Robinson v. Pennsylvania Board of Probation & Parole

583 A.2d 874, 136 Pa. Commw. 538, 1990 Pa. Commw. LEXIS 666
CourtCommonwealth Court of Pennsylvania
DecidedDecember 7, 1990
StatusPublished

This text of 583 A.2d 874 (Robinson v. Pennsylvania Board of Probation & Parole) is published on Counsel Stack Legal Research, covering Commonwealth Court of Pennsylvania primary law. Counsel Stack provides free access to over 12 million legal documents including statutes, case law, regulations, and constitutions.

Bluebook
Robinson v. Pennsylvania Board of Probation & Parole, 583 A.2d 874, 136 Pa. Commw. 538, 1990 Pa. Commw. LEXIS 666 (Pa. Ct. App. 1990).

Opinion

DOYLE, Judge.

Eugene Robinson appeals from an order of the Pennsylvania Board of Probation and Parole (Board) which denied his request for administrative relief.

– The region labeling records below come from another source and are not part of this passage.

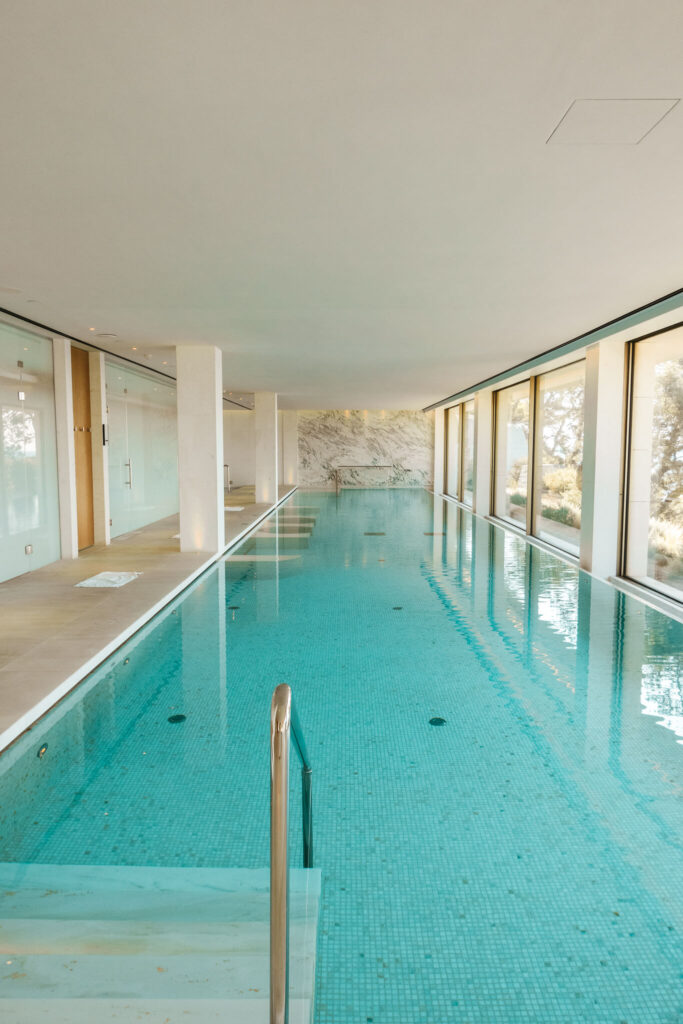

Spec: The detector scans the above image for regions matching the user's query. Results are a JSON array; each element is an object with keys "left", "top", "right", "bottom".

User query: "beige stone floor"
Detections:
[{"left": 0, "top": 486, "right": 293, "bottom": 751}]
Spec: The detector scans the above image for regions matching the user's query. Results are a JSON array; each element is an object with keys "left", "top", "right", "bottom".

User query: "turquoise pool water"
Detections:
[{"left": 0, "top": 490, "right": 683, "bottom": 1024}]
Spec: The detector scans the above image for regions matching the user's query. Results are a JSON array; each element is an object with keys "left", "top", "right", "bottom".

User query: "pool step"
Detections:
[{"left": 0, "top": 864, "right": 321, "bottom": 1024}]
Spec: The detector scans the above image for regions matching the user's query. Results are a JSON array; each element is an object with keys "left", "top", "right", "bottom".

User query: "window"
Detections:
[
  {"left": 445, "top": 406, "right": 462, "bottom": 498},
  {"left": 626, "top": 331, "right": 683, "bottom": 599},
  {"left": 0, "top": 324, "right": 60, "bottom": 580},
  {"left": 533, "top": 361, "right": 586, "bottom": 555},
  {"left": 494, "top": 381, "right": 529, "bottom": 530},
  {"left": 445, "top": 399, "right": 474, "bottom": 508},
  {"left": 462, "top": 399, "right": 474, "bottom": 508}
]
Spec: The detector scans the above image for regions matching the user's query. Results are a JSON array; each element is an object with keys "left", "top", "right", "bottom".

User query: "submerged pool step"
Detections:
[{"left": 0, "top": 864, "right": 321, "bottom": 1024}]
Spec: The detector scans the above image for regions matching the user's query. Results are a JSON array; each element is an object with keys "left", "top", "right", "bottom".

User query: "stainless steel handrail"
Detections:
[{"left": 270, "top": 683, "right": 313, "bottom": 1024}]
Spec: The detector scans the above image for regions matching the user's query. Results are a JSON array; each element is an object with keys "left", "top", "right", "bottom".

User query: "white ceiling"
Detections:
[{"left": 0, "top": 0, "right": 683, "bottom": 409}]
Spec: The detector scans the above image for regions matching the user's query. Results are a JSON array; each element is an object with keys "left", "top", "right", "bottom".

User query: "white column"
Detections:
[
  {"left": 472, "top": 391, "right": 494, "bottom": 515},
  {"left": 434, "top": 409, "right": 445, "bottom": 495},
  {"left": 88, "top": 352, "right": 112, "bottom": 544},
  {"left": 52, "top": 338, "right": 78, "bottom": 558},
  {"left": 580, "top": 340, "right": 626, "bottom": 579},
  {"left": 176, "top": 345, "right": 225, "bottom": 553},
  {"left": 282, "top": 409, "right": 299, "bottom": 487},
  {"left": 254, "top": 391, "right": 278, "bottom": 505}
]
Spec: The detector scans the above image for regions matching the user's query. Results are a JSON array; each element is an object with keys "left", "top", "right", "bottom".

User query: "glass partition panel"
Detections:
[
  {"left": 494, "top": 381, "right": 529, "bottom": 529},
  {"left": 533, "top": 360, "right": 586, "bottom": 554},
  {"left": 106, "top": 360, "right": 178, "bottom": 537},
  {"left": 463, "top": 399, "right": 474, "bottom": 506},
  {"left": 445, "top": 406, "right": 462, "bottom": 498},
  {"left": 627, "top": 331, "right": 683, "bottom": 600},
  {"left": 0, "top": 324, "right": 60, "bottom": 580}
]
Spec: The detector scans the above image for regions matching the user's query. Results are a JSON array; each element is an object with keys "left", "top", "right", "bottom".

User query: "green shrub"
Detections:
[{"left": 542, "top": 505, "right": 579, "bottom": 526}]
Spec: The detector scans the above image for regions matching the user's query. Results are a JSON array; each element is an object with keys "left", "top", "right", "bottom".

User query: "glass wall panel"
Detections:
[
  {"left": 533, "top": 360, "right": 586, "bottom": 554},
  {"left": 445, "top": 406, "right": 462, "bottom": 498},
  {"left": 627, "top": 331, "right": 683, "bottom": 599},
  {"left": 463, "top": 399, "right": 474, "bottom": 506},
  {"left": 494, "top": 381, "right": 529, "bottom": 529},
  {"left": 0, "top": 324, "right": 60, "bottom": 580},
  {"left": 106, "top": 361, "right": 178, "bottom": 537}
]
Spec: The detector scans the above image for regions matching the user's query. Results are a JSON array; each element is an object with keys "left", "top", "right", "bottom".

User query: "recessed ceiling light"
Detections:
[{"left": 546, "top": 97, "right": 679, "bottom": 145}]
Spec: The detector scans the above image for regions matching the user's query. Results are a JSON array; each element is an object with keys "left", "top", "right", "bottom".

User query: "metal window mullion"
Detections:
[{"left": 526, "top": 377, "right": 539, "bottom": 537}]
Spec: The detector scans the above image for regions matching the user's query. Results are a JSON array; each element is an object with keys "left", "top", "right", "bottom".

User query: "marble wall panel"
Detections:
[{"left": 299, "top": 409, "right": 434, "bottom": 487}]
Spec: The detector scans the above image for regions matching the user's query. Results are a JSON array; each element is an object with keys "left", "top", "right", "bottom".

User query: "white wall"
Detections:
[{"left": 223, "top": 409, "right": 256, "bottom": 487}]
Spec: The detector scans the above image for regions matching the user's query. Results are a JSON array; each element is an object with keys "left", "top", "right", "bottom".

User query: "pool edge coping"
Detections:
[{"left": 0, "top": 484, "right": 298, "bottom": 757}]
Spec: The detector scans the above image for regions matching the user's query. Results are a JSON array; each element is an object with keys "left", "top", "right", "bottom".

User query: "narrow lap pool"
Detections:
[{"left": 0, "top": 490, "right": 683, "bottom": 1024}]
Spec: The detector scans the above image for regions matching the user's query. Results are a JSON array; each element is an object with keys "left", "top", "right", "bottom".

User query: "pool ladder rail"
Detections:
[{"left": 270, "top": 683, "right": 313, "bottom": 1024}]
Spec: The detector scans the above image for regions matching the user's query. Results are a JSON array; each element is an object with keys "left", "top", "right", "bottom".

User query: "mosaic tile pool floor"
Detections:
[{"left": 0, "top": 490, "right": 683, "bottom": 1024}]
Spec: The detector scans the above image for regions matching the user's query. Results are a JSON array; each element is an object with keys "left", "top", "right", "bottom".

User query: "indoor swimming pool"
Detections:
[{"left": 0, "top": 489, "right": 683, "bottom": 1024}]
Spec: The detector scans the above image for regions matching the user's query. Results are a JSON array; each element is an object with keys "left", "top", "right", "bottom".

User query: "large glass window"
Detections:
[
  {"left": 462, "top": 399, "right": 474, "bottom": 507},
  {"left": 445, "top": 406, "right": 462, "bottom": 498},
  {"left": 0, "top": 324, "right": 60, "bottom": 580},
  {"left": 494, "top": 381, "right": 529, "bottom": 529},
  {"left": 626, "top": 331, "right": 683, "bottom": 599},
  {"left": 533, "top": 361, "right": 586, "bottom": 554}
]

Robinson was paroled on March 7, 1988 from a sentence of twenty (20) months to forty-four (44) months imposed by the Court of Common Pleas of Philadelphia County. Among the conditions of parole placed on Robinson at that time was condition 5a:

You shall abstain from the unlawful possession, or sale of, narcotics and dangerous drugs and abstain from the use of controlled substances within the meaning of [T]he Controlled Substances, Drug, Device and Cosmetic Act (35 P.S. §§ 780-101-780-144)[1] without a valid prescription.

Robinson was arrested on December 6, 1988 in Philadelphia County and charged with possession of dangerous drugs and possession with intent to deliver cocaine.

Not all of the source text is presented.